Antimicrobial mechanisms of ortho-phthalaldehyde action.

Biocides generally have multiple biochemical targets. Such a feature easily entangles the analysis of the mechanisms of antimicrobial action. In this study, the action of the dialdehyde biocide ortho-phtalaldehyde (OPA), on bacteria, was investigated using the Gram-negative Pseudomonas fluorescens. The targets of the biocide action were studied using different bacterial physiological indices. The respiratory activity, membrane permeabilization, physico-chemical characterization of the bacterial surfaces, outer membrane proteins (OMP) expression, concomitant influence of pH, contact time and presence of bovine serum albumin (BSA) on respiratory activity, morphological changes and OPA-DNA interactions were assessed for different OPA concentrations.
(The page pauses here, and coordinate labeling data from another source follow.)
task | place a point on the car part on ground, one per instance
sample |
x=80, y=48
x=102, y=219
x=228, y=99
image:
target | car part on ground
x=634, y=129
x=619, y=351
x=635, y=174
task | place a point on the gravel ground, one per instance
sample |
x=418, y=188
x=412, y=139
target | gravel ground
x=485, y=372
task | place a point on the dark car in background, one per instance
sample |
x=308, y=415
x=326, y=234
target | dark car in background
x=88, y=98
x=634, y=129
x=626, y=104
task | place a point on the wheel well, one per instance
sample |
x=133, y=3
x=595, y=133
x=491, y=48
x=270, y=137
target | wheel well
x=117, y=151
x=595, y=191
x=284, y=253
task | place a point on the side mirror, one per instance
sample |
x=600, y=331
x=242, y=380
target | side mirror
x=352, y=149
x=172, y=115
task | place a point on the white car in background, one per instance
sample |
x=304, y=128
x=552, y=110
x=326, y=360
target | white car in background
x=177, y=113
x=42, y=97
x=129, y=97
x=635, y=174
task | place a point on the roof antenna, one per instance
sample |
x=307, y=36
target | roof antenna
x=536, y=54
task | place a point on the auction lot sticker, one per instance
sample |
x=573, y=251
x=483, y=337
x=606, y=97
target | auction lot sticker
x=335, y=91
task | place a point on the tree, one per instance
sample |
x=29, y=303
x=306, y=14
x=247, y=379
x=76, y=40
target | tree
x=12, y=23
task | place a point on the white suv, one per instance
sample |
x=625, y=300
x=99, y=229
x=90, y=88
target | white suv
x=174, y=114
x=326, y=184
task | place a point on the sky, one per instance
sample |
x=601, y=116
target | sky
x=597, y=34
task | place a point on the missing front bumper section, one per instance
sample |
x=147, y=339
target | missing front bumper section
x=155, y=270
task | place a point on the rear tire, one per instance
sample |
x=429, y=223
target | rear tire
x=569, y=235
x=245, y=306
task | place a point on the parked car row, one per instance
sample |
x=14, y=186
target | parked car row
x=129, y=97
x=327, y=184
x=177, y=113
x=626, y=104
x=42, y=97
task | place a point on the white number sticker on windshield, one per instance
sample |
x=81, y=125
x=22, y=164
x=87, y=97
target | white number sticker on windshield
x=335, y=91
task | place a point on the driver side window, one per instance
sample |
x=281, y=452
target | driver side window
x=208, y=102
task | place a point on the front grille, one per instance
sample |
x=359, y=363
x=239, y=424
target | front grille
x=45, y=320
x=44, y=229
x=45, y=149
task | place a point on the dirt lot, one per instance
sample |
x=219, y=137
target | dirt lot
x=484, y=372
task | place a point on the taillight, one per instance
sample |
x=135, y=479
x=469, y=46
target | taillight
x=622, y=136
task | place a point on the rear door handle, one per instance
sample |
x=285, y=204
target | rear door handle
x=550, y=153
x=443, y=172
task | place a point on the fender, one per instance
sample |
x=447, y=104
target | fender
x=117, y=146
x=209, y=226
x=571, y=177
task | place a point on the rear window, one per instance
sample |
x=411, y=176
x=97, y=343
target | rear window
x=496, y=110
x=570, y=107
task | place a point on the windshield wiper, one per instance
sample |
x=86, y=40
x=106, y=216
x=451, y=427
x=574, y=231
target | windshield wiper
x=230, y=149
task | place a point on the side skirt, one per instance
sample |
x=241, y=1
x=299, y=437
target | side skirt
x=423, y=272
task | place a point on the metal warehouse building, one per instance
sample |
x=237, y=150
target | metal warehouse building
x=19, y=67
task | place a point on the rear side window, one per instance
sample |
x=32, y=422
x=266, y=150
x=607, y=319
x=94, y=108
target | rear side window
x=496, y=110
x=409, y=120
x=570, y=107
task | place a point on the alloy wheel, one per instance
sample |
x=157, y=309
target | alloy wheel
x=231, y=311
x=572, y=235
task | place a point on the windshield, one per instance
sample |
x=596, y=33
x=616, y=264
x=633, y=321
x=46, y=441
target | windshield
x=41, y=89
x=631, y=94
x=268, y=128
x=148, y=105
With the process conditions used, the minimum inhibitory concentration was 1500 mg/l, the concentration to promote total loss of bacterial culturability was 65 mg/l and the concentration needed to inactivate respiratory activity was 80 mg/l. These data are evidence that culturability and respiratory activity were markedly affected by the biocide. OPA lead, moreover, to a significant change in cell surface hydrophobicity and induced propidium iodide uptake. Such results suggest cytoplasmic membrane damage, although no release of ATP was detected. At pH 5, the bactericidal action of OPA was stronger, though not influenced by BSA presence. Nevertheless, at pH 9, BSA noticeably (p < 0.05) impaired biocide action. A time-dependent effect in OPA action was evident when contemplating respiratory activity variation, mainly for the lower exposure times. Scanning electron microscopy allowed to detect bacterial morphological changes, translated on cellular elongation, for OPA concentrations higher than 100 mg/l. Interferences at DNA level were, however, restricted to extreme biocide concentrations. The overall bactericidal events occurred without detectable OMP expression changes. In conclusion, the results indicated a sequence of events responsible for the antimicrobial action of OPA: it binds to membrane receptors due to cross-linkage; impairs the membrane functions allowing the biocide to enter through the permeabilized membrane; it interacts with intracellular reactive molecules, such as RNA, compromising the growth cycle of the cells and, at last, with DNA.